‘I’ve asked Pierre to do a reading for Amber and Bao. You know, with his bits and pieces.’
Mick crossed himself.
Rian eyed her, chewing slowly. He swallowed and took a sip of ale. ‘You know what I think of all that.’
‘I do.’
‘I’m not having any snakes on this ship.’ Rian turned to Pierre. ‘You’ve not brought any aboard, have you?’
Pierre shook his head so violently his plait flicked from side to side. ‘With the cats? I think not!’
‘Hmmph.’
And that was all Rian said.
Mick muttered, ‘Holy Mary, Mother of God.’

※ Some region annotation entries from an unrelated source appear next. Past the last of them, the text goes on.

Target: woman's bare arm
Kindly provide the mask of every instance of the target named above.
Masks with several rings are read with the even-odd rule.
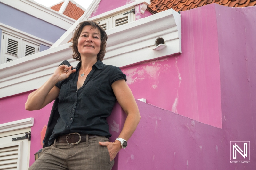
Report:
[[[132,93],[124,80],[115,81],[112,84],[112,87],[116,99],[127,114],[124,127],[119,137],[128,140],[140,120],[139,109]],[[100,142],[99,143],[102,146],[107,146],[109,152],[110,161],[114,159],[122,148],[121,144],[118,140],[114,142]]]
[[[59,96],[60,89],[55,85],[76,71],[75,69],[71,70],[72,68],[72,66],[69,67],[66,65],[59,66],[44,84],[28,95],[25,104],[26,110],[39,110],[56,99]]]

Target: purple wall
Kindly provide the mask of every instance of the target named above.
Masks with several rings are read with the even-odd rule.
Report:
[[[90,17],[114,10],[135,1],[135,0],[101,0]],[[106,7],[108,7],[106,8]]]
[[[66,31],[1,2],[0,23],[52,43]]]
[[[40,44],[40,52],[46,50],[48,50],[50,47],[48,47],[48,46],[45,46],[43,44]]]

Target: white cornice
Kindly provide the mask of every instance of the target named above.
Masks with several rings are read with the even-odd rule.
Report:
[[[0,0],[0,2],[67,30],[76,20],[33,1]]]
[[[100,0],[94,0],[92,1],[88,9],[85,11],[84,14],[72,26],[70,27],[56,41],[51,48],[54,48],[58,46],[64,44],[70,40],[72,37],[73,32],[78,24],[83,21],[87,21],[87,18],[90,17],[92,12],[94,11],[94,10],[99,5],[100,2]],[[113,15],[127,9],[129,9],[131,7],[134,7],[135,5],[141,3],[144,3],[147,5],[149,5],[150,4],[150,0],[136,0],[134,2],[90,18],[89,20],[97,20],[100,18],[105,17],[108,16]]]
[[[0,133],[30,127],[34,123],[34,118],[30,118],[0,124]]]
[[[181,24],[180,14],[171,9],[107,30],[103,63],[122,67],[180,53]],[[148,49],[159,37],[166,47]],[[0,98],[38,88],[64,60],[76,66],[71,43],[0,65]]]

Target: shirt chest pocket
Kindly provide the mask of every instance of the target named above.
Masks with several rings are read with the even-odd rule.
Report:
[[[101,82],[90,81],[84,87],[82,92],[89,96],[98,96],[100,94]]]
[[[69,81],[64,83],[60,88],[59,97],[63,98],[70,95],[70,88],[71,84]]]

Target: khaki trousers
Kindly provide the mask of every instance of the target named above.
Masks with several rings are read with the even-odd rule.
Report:
[[[29,170],[110,170],[114,160],[110,161],[106,146],[99,142],[109,141],[105,137],[89,139],[86,142],[72,145],[55,143],[43,149],[41,156]],[[89,146],[87,146],[89,144]]]

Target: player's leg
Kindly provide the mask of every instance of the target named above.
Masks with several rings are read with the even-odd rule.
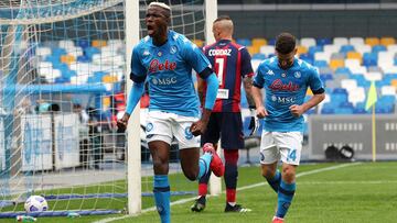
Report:
[[[169,223],[171,221],[171,209],[168,172],[172,132],[168,114],[163,112],[149,112],[146,131],[153,160],[153,193],[155,207],[160,214],[161,222]]]
[[[219,141],[219,114],[212,113],[210,116],[210,121],[207,124],[207,129],[205,133],[201,136],[201,146],[204,146],[205,143],[212,143],[216,150],[217,142]],[[198,197],[194,201],[193,205],[191,207],[192,211],[201,212],[205,209],[206,204],[206,194],[208,191],[208,180],[211,176],[211,170],[205,174],[203,177],[198,179]]]
[[[300,161],[303,136],[300,132],[277,133],[275,137],[280,147],[282,172],[278,191],[275,220],[282,220],[291,205],[296,191],[296,171]]]
[[[176,115],[172,123],[172,134],[179,142],[180,159],[183,174],[190,180],[198,180],[210,171],[213,153],[204,153],[200,157],[200,136],[194,137],[190,126],[196,118]]]
[[[153,141],[149,143],[149,149],[153,159],[155,207],[161,222],[169,223],[171,214],[170,182],[168,178],[170,144],[162,141]]]
[[[260,142],[261,175],[277,193],[281,182],[281,172],[277,169],[280,152],[273,140],[273,133],[262,132]]]
[[[238,177],[238,149],[244,148],[243,120],[239,112],[222,113],[222,148],[225,157],[225,212],[247,212],[248,209],[236,204],[236,188]]]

‘You don’t have to watch,’ Haunui said. ‘You big lily-liver.’
‘Don’t you call me lily-livered! I’m not scared of a few stones and tatty old bones, so I’m not!’

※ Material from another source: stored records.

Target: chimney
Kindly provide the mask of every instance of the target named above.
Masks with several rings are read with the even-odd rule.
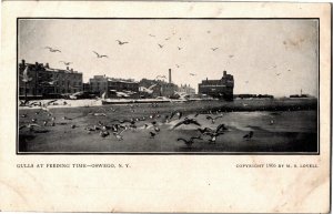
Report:
[[[171,69],[169,69],[169,83],[171,83],[172,79],[171,79]]]

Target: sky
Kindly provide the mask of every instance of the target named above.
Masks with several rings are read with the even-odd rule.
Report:
[[[302,89],[317,96],[317,30],[312,19],[20,19],[19,61],[54,69],[72,62],[83,82],[100,74],[168,78],[171,69],[174,83],[196,91],[225,70],[234,77],[235,94],[289,96]]]

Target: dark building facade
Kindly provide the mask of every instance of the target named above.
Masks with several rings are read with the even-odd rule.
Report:
[[[30,81],[23,82],[23,72],[28,67]],[[67,68],[67,70],[51,69],[49,63],[19,63],[19,95],[23,96],[57,96],[65,93],[82,91],[82,73]]]
[[[199,83],[199,94],[205,94],[212,98],[233,100],[233,75],[223,71],[220,80],[203,80]]]
[[[105,75],[94,75],[89,80],[89,90],[102,95],[107,92],[107,98],[119,98],[122,92],[129,94],[128,98],[139,98],[139,83],[133,80],[122,80],[108,78]]]

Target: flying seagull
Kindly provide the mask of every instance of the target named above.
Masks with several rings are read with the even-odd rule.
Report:
[[[21,126],[19,128],[19,130],[22,130],[22,129],[24,129],[24,128],[28,128],[29,131],[32,131],[33,128],[40,128],[40,125],[39,125],[39,124],[36,124],[36,123],[29,123],[29,124],[26,124],[26,125],[21,125]]]
[[[249,134],[245,134],[243,136],[243,139],[246,139],[246,141],[249,141],[250,139],[252,139],[252,136],[253,136],[253,131],[250,131]]]
[[[59,61],[59,62],[62,62],[64,65],[70,65],[73,63],[73,62],[65,62],[65,61]]]
[[[129,43],[129,42],[122,42],[122,41],[120,41],[120,40],[115,40],[115,41],[118,41],[118,44],[119,44],[119,45]]]
[[[101,54],[99,54],[99,53],[95,52],[95,51],[92,51],[92,52],[94,52],[94,53],[97,54],[98,58],[108,58],[108,55],[101,55]]]
[[[49,51],[52,52],[52,53],[54,53],[54,52],[61,52],[60,50],[53,49],[51,47],[46,47],[44,49],[49,49]]]
[[[186,139],[182,139],[182,137],[179,137],[176,141],[183,141],[188,147],[192,147],[192,144],[194,143],[194,140],[198,139],[198,140],[202,140],[201,136],[192,136],[191,139],[186,140]]]

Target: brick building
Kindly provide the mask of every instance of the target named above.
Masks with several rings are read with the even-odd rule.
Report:
[[[28,67],[29,82],[23,82],[23,71]],[[51,69],[49,63],[19,63],[19,95],[51,98],[65,93],[82,91],[82,73],[67,68],[67,70]]]
[[[195,89],[193,89],[190,84],[181,84],[178,88],[178,92],[183,92],[189,95],[194,95],[195,94]]]
[[[199,83],[199,94],[205,94],[212,98],[233,100],[233,75],[223,71],[220,80],[203,80]]]
[[[118,98],[117,92],[129,94],[128,98],[139,98],[139,83],[134,80],[94,75],[89,80],[89,85],[90,92],[100,95],[107,92],[108,98]]]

‘Good. You can sit right next to Pierre then, eh?’
‘I bloody well will!’
‘Settle down,’ Rian warned.
Pierre stuffed a last forkful of pork into his mouth and rose. ‘The table can someone else clear her, please. And the dishwashing. I must prepare.’ And off he went to his cabin.

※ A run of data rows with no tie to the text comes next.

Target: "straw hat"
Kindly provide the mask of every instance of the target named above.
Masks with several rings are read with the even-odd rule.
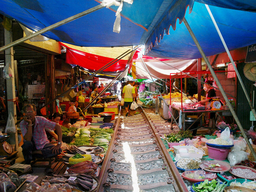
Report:
[[[256,62],[247,63],[244,67],[244,74],[247,79],[256,81]]]

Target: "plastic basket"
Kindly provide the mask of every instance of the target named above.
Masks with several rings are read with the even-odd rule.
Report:
[[[66,143],[70,143],[72,141],[73,139],[75,137],[75,132],[73,133],[71,135],[62,135],[62,142]]]
[[[115,115],[116,114],[116,112],[114,111],[108,111],[108,112],[101,112],[99,113],[99,115],[100,115],[100,117],[104,117],[103,115],[101,116],[101,115],[106,115],[106,114],[111,114],[112,115],[112,118],[111,118],[111,120],[113,121],[113,120],[115,120]]]
[[[93,109],[95,114],[98,114],[104,111],[104,108],[93,108]]]
[[[181,143],[168,143],[168,146],[169,146],[169,148],[172,148],[174,146],[177,146],[180,145]]]
[[[230,151],[230,148],[217,148],[208,145],[207,147],[209,158],[219,161],[225,160]]]
[[[205,135],[204,136],[204,137],[205,137],[206,139],[216,139],[217,138],[217,136],[211,136],[210,135]]]

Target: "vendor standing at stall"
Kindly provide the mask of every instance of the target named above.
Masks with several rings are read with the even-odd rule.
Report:
[[[103,83],[101,83],[100,84],[100,86],[99,86],[98,88],[98,91],[99,93],[102,92],[104,90],[104,89],[105,89],[105,87],[103,86]]]
[[[216,96],[215,90],[211,87],[212,86],[212,81],[207,80],[205,81],[207,84],[205,84],[204,87],[204,90],[206,92],[206,98],[198,102],[199,104],[205,103],[207,102],[211,102],[212,100],[212,97]],[[209,119],[209,127],[210,129],[215,128],[215,113],[210,113],[210,117]],[[208,134],[211,133],[211,129],[209,129]]]
[[[98,95],[98,87],[97,86],[93,87],[93,91],[91,94],[91,97],[90,97],[90,102],[91,102],[92,100],[93,100]],[[98,98],[94,102],[94,104],[98,104],[100,103],[101,102],[101,99],[99,98]]]
[[[36,108],[34,104],[26,105],[23,110],[25,115],[20,122],[20,126],[24,139],[22,147],[25,163],[30,164],[32,160],[32,152],[36,150],[40,150],[45,158],[59,154],[61,152],[60,147],[62,141],[60,125],[44,117],[36,116]],[[55,129],[58,140],[57,145],[49,143],[46,127],[51,130]]]

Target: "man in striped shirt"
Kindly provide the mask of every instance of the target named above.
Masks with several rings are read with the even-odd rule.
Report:
[[[61,152],[61,127],[59,124],[49,121],[44,117],[36,116],[36,108],[34,104],[28,104],[23,110],[25,115],[20,122],[20,127],[24,139],[22,146],[22,153],[26,164],[30,164],[32,160],[32,152],[40,150],[45,158],[48,158]],[[50,143],[47,139],[45,128],[51,130],[55,129],[58,136],[58,144]]]

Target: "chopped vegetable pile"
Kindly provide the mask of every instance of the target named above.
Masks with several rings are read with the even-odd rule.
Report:
[[[225,183],[225,182],[220,183],[215,179],[213,179],[210,182],[208,179],[206,179],[197,186],[195,186],[195,184],[193,184],[192,188],[196,192],[222,192],[227,185]]]
[[[70,127],[67,128],[66,127],[61,125],[61,132],[62,135],[67,136],[71,135],[74,131],[76,130],[76,127]]]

An hour later they were ready, sitting around a freshly scrubbed mess table. The overhead lanterns were all lit and another sat on the table itself. From a velvet bag Pierre took out a carved marble rooster, a string of multi-coloured beads, a small statue of a monkey, a dried chicken’s foot (which Kitty was sure she could smell) and a handful of dark red polished stones. After arranging these items very carefully in a large square, he placed a crude doll dressed in a silk robe and with a long black plait hanging from its head in the top left corner.
‘This be Bao’s reading,’ he said.
He took a second small velvet bag, loosened the ties and blew a long, steady breath inside it, shook the contents energetically so that they rattled, then tipped them onto the table, exactly in the middle of the square. Out came a cascade of dry, brown bones from a human hand.
Once again Mick crossed himself.
‘Hmm,’ Pierre said as he studied the pile.
‘What do they say?’ Kitty asked.
Pierre held up a finger to silence her. Then, he moved the Bao doll from the top left corner to the bottom right, squinted with one eye, and said, ‘Ah.’
‘What?’ Kitty demanded.
‘She be near, and she be joining us soon.’
Rian frowned. ‘What do you mean?’
‘What I say.’
‘Do you mean she’ll escape from Yip, or we’ll rescue her?’
‘Dunno. The bones just say she be with us soon. They not be a book, you know.’
‘Well, that’s good news, isn’t it?’ Simon declared, grinning. The most formally religious of them all, strangely he had no trouble accepting the rituals and predictive powers of Pierre’s gris-gris.
‘Do Amber now,’ Kitty said, desperate for news. ‘Please.’
Pierre carefully set the Bao doll aside, collected the bones and dropped them back into their bag. Producing another little doll, this one wearing tiny cloth trousers and a shirt and with long, very realistic hair, he placed it inside the square.
‘That hair looks just like Amber’s,’ Tahi said, astonished. ‘How did you do that?’
Which is exactly what Kitty was thinking. The doll didn’t particularly look like Amber but the hair rendered it . . . macabre.
‘I pick it out of her hairbrush,’ Pierre said. ‘It make the divination work better.’
Tahi reached out towards the doll, then snatched his hand back. ‘Can I have it, Pierre? The doll? When you’ve finished?’
Mick gave a great, theatrical shudder. ‘Holy Jesus, are you sure, there? I wouldn’t be touching it with a barge pole.’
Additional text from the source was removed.